[PATCH 0/2] resource control file system - aka containers on top of nsproxy!

Wed Mar 7 09:43:46 PST 2007

Quoting Srivatsa Vaddagiri (vatsa at in.ibm.com):
> On Tue, Mar 06, 2007 at 06:32:07PM -0800, Paul Menage wrote:
> > I'm not really sure that I see the value of having this be part of
> > nsproxy rather than the previous independent container (and
> > container_group) structure. 
> 
> *shrug*
> 
> I wrote the patch mainly to see whether the stuff container folks (Sam Vilain
> et al) were complaining abt (that container structure abstraction
> inside the kernel is redundant/unnecessary) made sense or not. 

I still think the complaint was about terminology, not implementation.
They just didn't want you calling them containers.

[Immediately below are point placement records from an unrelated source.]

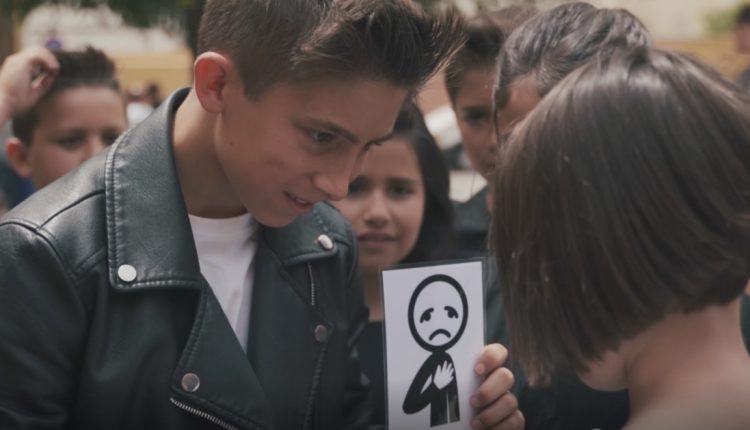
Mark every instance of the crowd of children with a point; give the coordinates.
(218, 264)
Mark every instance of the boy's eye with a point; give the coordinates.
(322, 136)
(371, 145)
(110, 138)
(356, 187)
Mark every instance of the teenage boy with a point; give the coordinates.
(81, 113)
(188, 277)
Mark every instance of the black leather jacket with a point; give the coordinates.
(84, 346)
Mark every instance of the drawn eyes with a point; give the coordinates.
(427, 314)
(451, 312)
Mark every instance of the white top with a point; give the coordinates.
(226, 250)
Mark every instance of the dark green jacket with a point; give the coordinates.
(84, 346)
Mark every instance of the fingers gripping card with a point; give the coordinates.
(434, 333)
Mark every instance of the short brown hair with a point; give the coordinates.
(623, 197)
(485, 35)
(552, 44)
(86, 68)
(274, 41)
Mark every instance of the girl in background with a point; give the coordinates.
(633, 244)
(401, 213)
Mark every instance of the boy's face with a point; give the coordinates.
(474, 109)
(296, 145)
(73, 126)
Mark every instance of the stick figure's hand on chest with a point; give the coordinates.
(443, 375)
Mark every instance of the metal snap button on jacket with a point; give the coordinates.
(190, 382)
(325, 242)
(127, 273)
(321, 333)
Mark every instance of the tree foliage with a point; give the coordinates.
(173, 15)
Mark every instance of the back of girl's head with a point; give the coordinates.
(485, 35)
(86, 68)
(552, 44)
(435, 240)
(623, 197)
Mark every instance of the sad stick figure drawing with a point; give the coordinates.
(438, 312)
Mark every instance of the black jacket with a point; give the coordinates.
(83, 346)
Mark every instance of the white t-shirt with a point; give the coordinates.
(226, 249)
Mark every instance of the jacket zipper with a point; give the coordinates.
(314, 304)
(205, 415)
(313, 293)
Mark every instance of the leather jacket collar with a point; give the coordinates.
(141, 182)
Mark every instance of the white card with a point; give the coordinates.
(434, 333)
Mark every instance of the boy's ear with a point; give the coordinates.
(212, 74)
(18, 157)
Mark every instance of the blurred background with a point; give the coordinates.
(153, 42)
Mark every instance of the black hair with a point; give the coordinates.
(485, 35)
(87, 68)
(436, 236)
(552, 44)
(623, 197)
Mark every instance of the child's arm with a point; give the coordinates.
(24, 77)
(497, 407)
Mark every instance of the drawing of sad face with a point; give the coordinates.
(438, 312)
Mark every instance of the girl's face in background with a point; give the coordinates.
(474, 113)
(385, 205)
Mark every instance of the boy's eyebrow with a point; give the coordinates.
(348, 135)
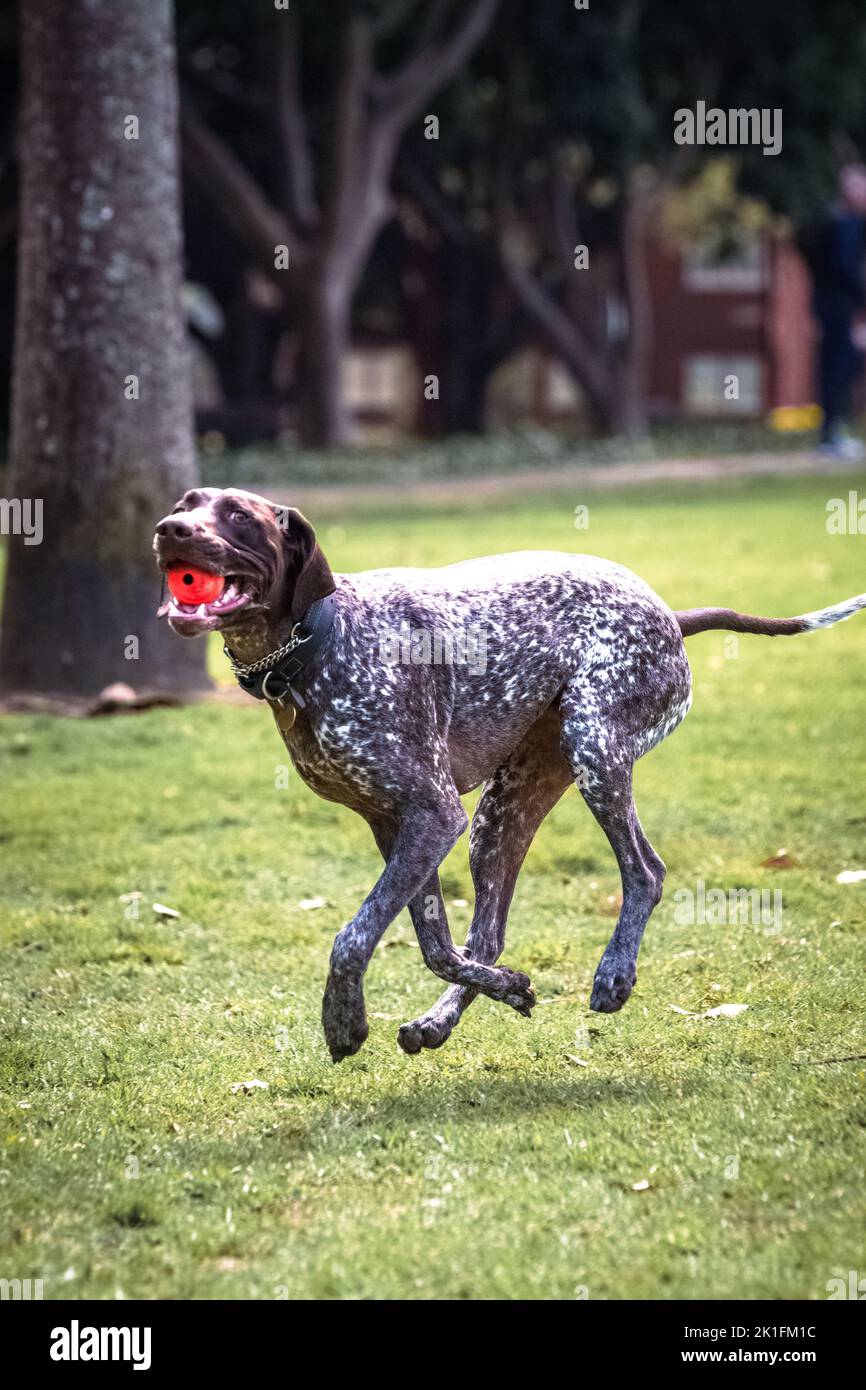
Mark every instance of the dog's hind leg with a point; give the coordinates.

> The rcfs patches demonstrate that it is possible to implement resource control
> on top of just nsproxy -and- give the same interface that you now
> have. In essense, I would say that the rcfs patches are about 70% same as your 
> original V7 container patches.
> 
> However as I am converting over cpusets to work on top of nsproxy, I
> have learnt few things:
> 
> container structure in your patches provides for these things:
> 
> a.  A way to group tasks
> b.  A way to maintain several hierarchies of such groups
> 
> If you consider just a. then I agree that container abstraction is
> redundant, esp for vserver resource control (nsproxy can already be used
> to group tasks).
> 
> What nsproxy doesn't provide is b - a way to represent hierarchies of
> groups. 
> 
> So we got several choices here.
> 
> 1. Introduce the container abstraction as is in your patches
> 2. Extend nsproxy somehow to represent hierarchies
> 3. Let individual resource controllers that -actually- support
>    hierarchical resource management maintain hierarchy in their code.
> 
> In the last option, nsproxy still is unaware of any hierarchy. Some of
> the resource objects it points to (for ex: cpuset) may maintain a
> hierarchy. For ex: nsproxy->ctlr_data[cpuset_subsys.subsys_id] points to
> a 'struct cpuset' structure which could maintains the hierarchical
> relationship among cpuset objects.
> 
> If we consider that most resource controllers may not implement hierarchical 
> resource management, then 3 may not be a bad compromise. OTOH if we
> expect *most* resource controllers to support hierarchical resource
> management, then we could be better of with option 1.
> 
> Anyway, summarizing on "why nsproxy", the main point (I think) is about
> using existing abstraction in the kernel.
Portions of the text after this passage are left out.